Artist

Ed Palermo

Genre: Jazz ,Modern Big Band ,Jazz-Rock ,Big Band ,Progressive Jazz ,Post-Bop
Origin: U.S.A
Listen on Coda
Ed Palermo has directed his own large ensemble for well over a quarter century. Before establishing that group he appeared live or in the studio alongside Aretha Franklin, Tito Puente, Eddie Palmieri, Celia Cruz, Lena Horne, Tony Bennett, Mel Tormé, Lou Rawls, Melba Moore, Debbie Gibson, the Spinners, and numerous additional artists. He has also composed and orchestrated material for The Tonight Show, Maurice Hines, and Eddy Fischer. Master arranger Gil Evans singled out Palermo’s work with these words: “I first heard Ed Palermo’s music in a small club in the SoHo section of Manhattan.
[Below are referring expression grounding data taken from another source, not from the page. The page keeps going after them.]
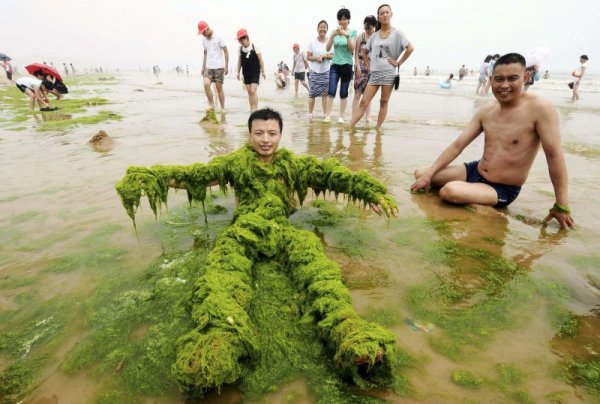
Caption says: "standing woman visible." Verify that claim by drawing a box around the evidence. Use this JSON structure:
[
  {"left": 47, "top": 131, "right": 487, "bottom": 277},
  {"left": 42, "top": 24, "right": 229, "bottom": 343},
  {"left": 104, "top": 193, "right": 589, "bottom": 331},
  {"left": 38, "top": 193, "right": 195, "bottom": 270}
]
[
  {"left": 476, "top": 55, "right": 492, "bottom": 95},
  {"left": 350, "top": 4, "right": 414, "bottom": 131},
  {"left": 307, "top": 20, "right": 333, "bottom": 121},
  {"left": 236, "top": 28, "right": 266, "bottom": 112},
  {"left": 352, "top": 15, "right": 377, "bottom": 125},
  {"left": 324, "top": 8, "right": 357, "bottom": 124}
]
He was using the instrumentation of a traditional ‘big band’ yet his arrangements and songs were anything but that. When I thought the music was going a certain direction, it would suddenly turn a corner. Ed has the ability to keep that important balance between cohesiveness and unpredictability. Ed Palermo’s music is alive and represents now.”

Palermo has produced settings of pieces by composers as varied as Jimi Hendrix and the Beatles on one hand and Shostakovich and Milhaud on the other. Even so, he remains most widely recognized for his adaptations of Frank Zappa’s catalog, which his big band has presented continuously for twenty years. In 1997 the ensemble issued the widely praised The Ed Palermo Big Band Plays the Music of Frank Zappa on the Astor Place imprint, with guest contributions from Mike Stern and Mike Keneally.

During July 2002 the Ed Palermo Big Band appeared at the Zappanale Festival in Bad Doberan, Germany; twelve months afterward a Swedish iteration of the group performed at the Umeå Internationella Kammarmusik Festival, again featuring Napoleon Murphy Brock and Keneally as guests. Their second Zappa-focused album, Take Your Clothes Off When You Dance, appeared in May 2006. Three years later Palermo and the band returned with the further Zappa-themed project Eddy Loves Frank. Oh No!! Not Jazz!! arrived in 2014. In 2017 Palermo released The Great Un-American Songbook, Volumes I & II, containing jazz treatments of material by British rock acts that include the Beatles, Cream, the Rolling Stones, and Radiohead.